Analysts: What's next after Pure Storage hits $1 billion?
Eric Burgener, a research director for storage at IDC, said tech companies commonly swap CEOs as they move from one phase of growth to another. For Pure, the $1-billion plateau marks a demarcation point.
Pure reported $407 million in revenue for the first half of 2017, and company executives project enough growth in the second half to crack $1 billion for the full year.
"One thing you hear consistently from the venture capital community: the CEO that gets you from zero to $1 billion in revenue is usually not the same CEO that gets you to $10 billion. From that point of view, Scott's work (as CEO) at Pure is over," Burgener said.
Pure's revenue growth has been mitigated by huge losses, but its executives predict the flash pioneer will show a profit this year. Most of the revenue so far has come from its FlashArray, with its newer FlashBlade big data storage platform starting to pick up steam.
Giancarlo faces the task of sustaining profitability by scaling Pure Storage revenue into the multibillion-dollar range.
"That's going to be a challenge," Burgener said of the next step. "Pure is not going to reach $10 billion in revenue only by selling FlashArray.

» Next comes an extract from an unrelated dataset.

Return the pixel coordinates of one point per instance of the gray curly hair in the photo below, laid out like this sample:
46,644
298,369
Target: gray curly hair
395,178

They have told me that FlashBlade will account for just under $100 million in revenue for this fiscal year. That's a great start, but Charlie needs to be very successful in continuing to sell FlashArray, FlashBlade, and perhaps introducing new platforms to go after other markets."
Although it is growing rapidly in primary storage systems, about half of organizations do not yet deploy flash in the data center, according to Enterprise Strategy Group, based in Milford, Mass. Among enterprises that use flash, it often remains a small subset of their overall capacity, ESG storage analyst Scott Sinclair said. That leaves considerable room for Pure Storage to boost revenue by selling more storage.

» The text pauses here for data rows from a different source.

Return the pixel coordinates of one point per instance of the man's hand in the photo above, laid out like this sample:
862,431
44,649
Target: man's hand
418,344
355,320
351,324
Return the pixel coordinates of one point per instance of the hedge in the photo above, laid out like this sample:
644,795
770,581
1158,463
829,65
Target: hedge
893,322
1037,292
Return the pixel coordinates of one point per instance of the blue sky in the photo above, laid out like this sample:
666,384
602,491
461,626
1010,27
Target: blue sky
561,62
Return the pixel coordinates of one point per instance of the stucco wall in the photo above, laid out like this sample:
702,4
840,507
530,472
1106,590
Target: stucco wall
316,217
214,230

"One big question for the new CEO to answer is how to expand on net-new opportunities," Sinclair said. "We are seeing the emergence of different buying personas within IT. The majority of buyers still want to buy storage infrastructure and build it into a data center. But we're also seeing more and more customers that want to offload those responsibilities. Pure may want to decide if it wants to take advantage of that trend."
Positive cash flow first, acquisitions could follow
Pure has started to expand the software features on FlashArray and FlashBlade models, most recently adding predictive storage analytics and multisite replication. It also has notched data protection partnerships with Cohesity, Rubrik and Zerto.

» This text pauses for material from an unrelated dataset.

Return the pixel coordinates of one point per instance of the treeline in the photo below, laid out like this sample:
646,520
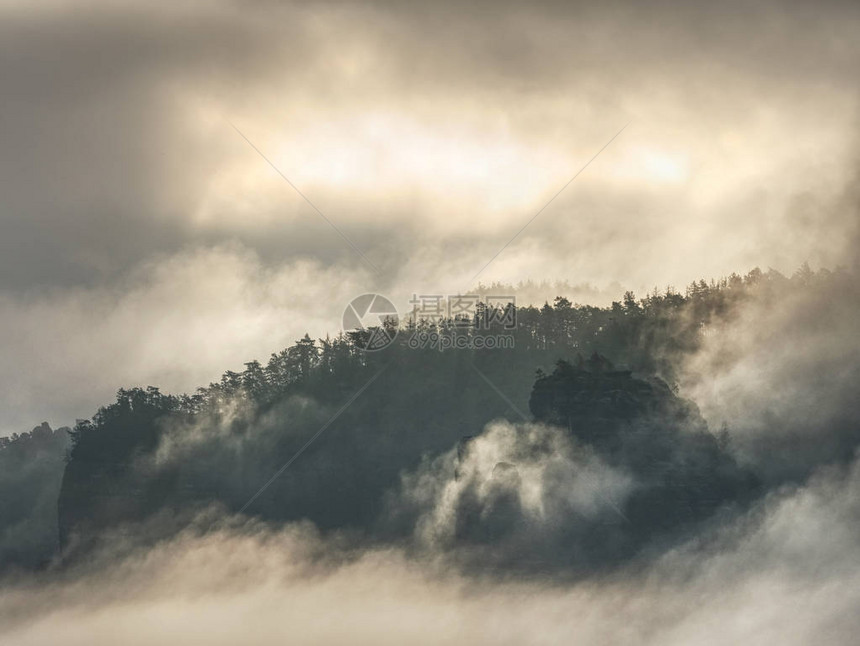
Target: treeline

Having more integrated features could boost Pure Storage revenue by enabling it to better compete with established storage vendors, said Henry Baltazar, a research director for storage at 451 Research in San Francisco.
Giancarlo's initial focus as Pure Storage CEO will be on achieving positive cash flow, Baltazar said. After that, he expects Pure will explore strategic acquisitions.
"There are going to be a lot of asset sales" because failed startups don't get funding, he said. "There probably will be a lot of decent technology available that Pure could use to fill some gaps and leverage its portfolio.
"While Pure has made a great effort to expand in all-flash, it's basically a two-product company. Right now, Pure covers an important part of the market, but it's not the whole market."